Tuesday, March 31, 2009

College basketball in a football stadium? Bad fit

ON BASKETBALL

I experienced the most thrilling moment of the NCAA Tournament to date first-hand Saturday night in Boston.

Sitting two rows behind the Villanova bench, I watched as the Wildcats' Scottie Reynolds drove the ball all the way to the hoop for the game-winning layup, sending the 'Cats to their first Final Four since the miracle season of '85 with a 78-76 win over Pittsburgh.

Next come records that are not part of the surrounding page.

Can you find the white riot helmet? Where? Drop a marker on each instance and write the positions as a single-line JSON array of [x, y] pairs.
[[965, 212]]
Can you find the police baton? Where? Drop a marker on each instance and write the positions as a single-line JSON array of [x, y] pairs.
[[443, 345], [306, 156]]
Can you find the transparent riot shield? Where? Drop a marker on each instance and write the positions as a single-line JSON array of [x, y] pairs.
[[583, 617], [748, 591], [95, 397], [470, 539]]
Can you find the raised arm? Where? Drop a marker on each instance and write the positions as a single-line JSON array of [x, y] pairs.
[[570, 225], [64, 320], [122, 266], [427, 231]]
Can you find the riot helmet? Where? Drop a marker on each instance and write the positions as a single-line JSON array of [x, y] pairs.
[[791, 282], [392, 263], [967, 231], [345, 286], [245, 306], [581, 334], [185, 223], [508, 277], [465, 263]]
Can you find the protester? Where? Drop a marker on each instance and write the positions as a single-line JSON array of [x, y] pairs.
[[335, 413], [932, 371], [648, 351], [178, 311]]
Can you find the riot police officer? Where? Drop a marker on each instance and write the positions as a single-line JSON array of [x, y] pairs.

I didn't care who won the East Region's final — I like both 'Nova and that team of grinders from the Steel City. But what I loved was the atmosphere in the T.D. Bankworth Garden (I'll just call it the Gawden from here on out) throughout the game.

Heck, the place was even electric during Thursday's pair of regional semifinals that didn't exactly demonstrate the best, most exciting competitive basketball.

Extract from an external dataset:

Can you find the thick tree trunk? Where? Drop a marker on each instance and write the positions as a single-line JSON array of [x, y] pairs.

I wasn't in the Gawden all weekend, however. I also got the chance to watch the other regional finals in Glendale, Ariz., Indianapolis, Ind., and Memphis, Tenn. None of the three games were close to as exciting as the final I witnessed, but there was another diminishing factor that I noticed from watching on TV.

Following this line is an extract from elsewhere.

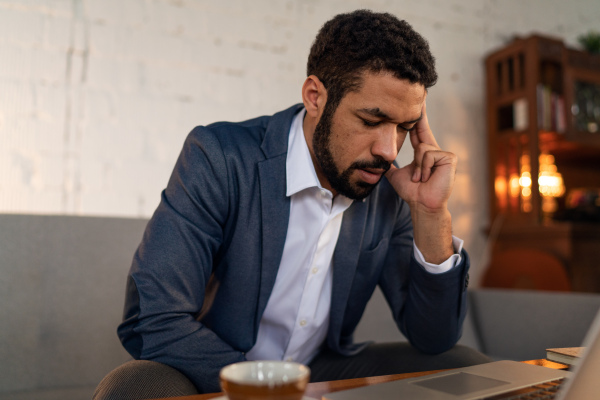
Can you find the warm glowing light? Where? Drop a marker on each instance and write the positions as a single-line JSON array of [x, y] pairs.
[[550, 180], [515, 188], [525, 180]]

While there seemed to be a good atmosphere in Memphis, at the FedEx Forum, where the Tar Heels fans created a din and filled the place up, the same couldn't be said of Glendale and Indianapolis.

It's not that the Midwest and West regional finals didn't have intrigue. Rather, it's that they were played in huge, unfit-for-hoops football stadiums. Connecticut and Missouri battled in the Arizona Cardinals' 21st-century stadium; Michigan State and Louisville went at it in the Indianapolis Colts new, spanking stadium.

Nice places ... for a football game.

But not for hoops. All I needed to see were all the empty seats the CBS cameras caught — unintentionally, I assume. It's not like they were way in the upper deck, either. There were thousands of unused seats in the lower level.

Crazy, right? Well, actually not that inane, considering that they still couldn't be considered good seats. The fact is, a basketball court is much, much smaller than a football field (think 94 feet vs. 360 feet). Thus, a quality seat for a Colts game was a crappy seat for the Spartans' conquest of the Cardinals Sunday.

And when a stadium isn't full, it's not as loud. The cheering is more disparate, less unified. Even when one team's section becomes gregarious, they cover too small a portion of the stadium to greatly increase the stadium's noise meter.

Here's what the NCAA should do (but, obviously, will never do). Stipulate, quite simply, that all tournament games up until the Final Four should be played in actual basketball arenas. I know that's not plausible these days for the Final Four — and that's fine.

They'll actually be able to fill up Ford Field this weekend with roughly 60,000 fans. We can thank the Michigan State fan base for that.

But watching Sweet 16 games and Elite Eight games played in quarter-empty stadiums doesn't exactly promote the sport's best month so well.

What does is an atmosphere like I encountered in Boston. The Gawden isn't a football stadium, but it still packed in 18,871 fans (official attendance) for the Pitt-'Nova game. That's quite a good haul, and just 15 fans short of the attendance out in quiet Glendale (18,886)

And the arena was filled to capacity. That lent itself to a great environment, in which both teams' cheering sections made plenty of noise in addition to scattered fans throughout the arena. And because of the shape of the Gawden — not as wide and open as a footballs stadium — the noise was contained and heard from one side of the Gawden to the other.

Of course, the great game helped. But even without the memorable finish, people who participated in the regional would have left Beantown saying good things about the din the Gawden created.

I doubt that was the case out in Arizona or even in Indy, which had much better attendance numbers (33,084 on Sunday).

Next season, the regional sites include Salt Lake City, St. Louis, Houston and Syracuse. Only Salt Lake City and Syracuse use their gyms for basketball on an annual basis.

That's where I want to be.

If you're looking for plenty of available tickets, however, book your flight for St. Louis or Houston.

There should be plenty of get-the-binoculars-ready seats available.